Getting a comprehensive security network requires a wide range of equipment. From intercoms to CCTV to alarm systems, you will need to spend on purchasing this equipment. However, especially where you are big business, the cost of this purchase can rise to hundreds of dollars.
However, while this represents a financial difficulty, it should not stop you from securing yourself or your business. There are various financing options through which you can relieve yourself of the burden of making an outright purchase with your money.
All you need to do is find a lender. Afterwards, you can enter into a loan agreement with them for the purchase sum. You will then commit to paying back the purchase price with interest over some time. The advantage of this option is that you do not have to bear the financial brunt at once. You can pay over an extended duration such that you hardly know you are even paying.
Why Equipment Finance?
Equipment finance comes with various advantages to your business or personal account. They include:
- Allows you to maintain your financial stability
- Flexible and easy repayment structure
- Possible tax benefits
Who Can Finance Your Equipment Purchase?
If you are looking to finance your equipment purchase, various entities can offer the needed funds. So, if equipment finance sounds like a favourable option to you, here are some sources you should consider.

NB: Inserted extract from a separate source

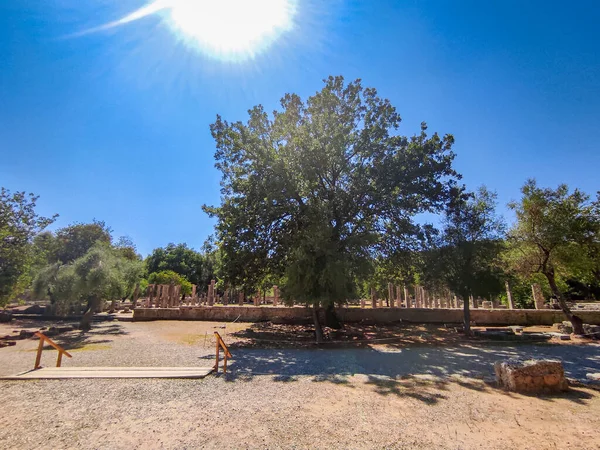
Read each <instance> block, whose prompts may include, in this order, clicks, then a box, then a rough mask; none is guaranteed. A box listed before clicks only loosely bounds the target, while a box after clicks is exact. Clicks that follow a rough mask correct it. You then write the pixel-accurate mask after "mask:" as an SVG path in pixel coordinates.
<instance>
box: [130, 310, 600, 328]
mask: <svg viewBox="0 0 600 450" xmlns="http://www.w3.org/2000/svg"><path fill="white" fill-rule="evenodd" d="M337 313H338V315H339V317H340V319H341V320H342V321H343V322H348V323H353V322H362V321H363V320H366V321H371V322H374V323H378V324H385V323H394V322H399V321H404V322H412V323H459V322H462V319H463V312H462V309H421V308H418V309H417V308H408V309H407V308H377V309H370V308H368V309H367V308H365V309H363V308H338V309H337ZM576 313H577V315H578V316H579V317H581V318H582V319H583V321H584V323H589V324H592V325H600V311H577V312H576ZM236 319H237V320H238V321H240V322H266V321H271V322H275V323H301V322H307V321H308V322H310V321H311V312H310V310H309V309H307V308H303V307H294V308H286V307H271V306H263V307H260V306H259V307H256V306H200V307H190V306H182V307H180V308H136V309H134V311H133V320H134V321H147V320H207V321H215V322H231V321H233V320H236ZM471 320H472V321H473V322H475V323H476V324H477V325H552V324H553V323H557V322H562V321H563V320H565V316H564V314H563V313H562V312H561V311H556V310H535V309H512V310H510V309H494V310H491V309H481V308H478V309H472V310H471Z"/></svg>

The first group to consider when looking towards equipment finance are financial institutions. They include banks, building societies, and credit unions. They can provide funding in the form of loans, lines of credit, and overdrafts.
You can also try out retailers for your equipment financing. Typically, you will purchase the necessary security equipment though store credits. Usually, these stores run a partnership with a finance company to provide this finance option.
Although it comes with a much higher interest rate, you can get some stores to provide a free period. This way, you don’t have to pay any interest during that period.
You can always approach a finance company for financing. However, in most cases, these companies’ partner with a retailer. So, it’s quite similar to the option above.
Another option to finance equipment purchase is peer-to-peer lending. In this instance, you will get matched with individuals who have spare cash to invest. Usually, the interest rate differs, and it is based on the amount of risk that you pose and the duration of the loan.
Choosing the Right Lending Company
A huge and considerable part of acquiring financing to purchase the needed security equipment is finding the right lender. For your business to do this, here are some ASIC guidelines to follow.
- Ensure they have a license provided by ASIC: before picking a lender, ensure they have permission to render such services. Alternatively, ensure they represent someone who has a license. For you to confirm, you can check the rental agreement or credit contract.
- Ensure they provide a credit proposal disclosure and credit guide: before signing the credit agreement, ensure it is a lender that has provided this document. Also, the material the lender provides must reflect their license number, charges and fee, contact details, and the dispute resolution mechanism.
- Ensure they provide a quote for their services: ensure you only sign after you get this quote. However, you can waive it if it is a free service or there is an existing write contract stipulating how much you will pay.
Improving Your Credit Profile
If you are looking to get equipment finance, you will need your credit profile to be in good standing. To achieve this, here are a few things that can help.
- Assess your Credit Report: before you make the next loan application, ensure you have checked your credit report. This is to ensure that there is no error there. So, get a copy, then assess it to be sure the debts there are yours. In case there is a mistake, you can get a credit reporter to help fix them.
- Discharge some debt obligation: ensure your existing loan obligations are on track. This way, your credit score is better. You can also make some extra repayments. This will help you reduce your interest obligation where it is compound.
- Consolidate your debt using a lower interest rate so you can reduce interest repayments
- Create a budget: ensure you have a budget that details your expenses and income over a period. This way, you can self-assess your capacity to repay and make early repayments in some loans.
DISCLAIMER: The information presented above is nothing more than a GENERAL MATERIAL for personal use and consideration. They do not, in any way, constitute an advice or recommendation from SNOG. Hence, we do not take liability for errors in the presentation and/or interpretation of the facts highlighted herein. Also, we do not take responsibility for the analysis and exposition on information present in the public domain. We recommend that you consult with an accountant or financial advisor if you are looking for a specific recommendation regarding your financial needs or circumstances.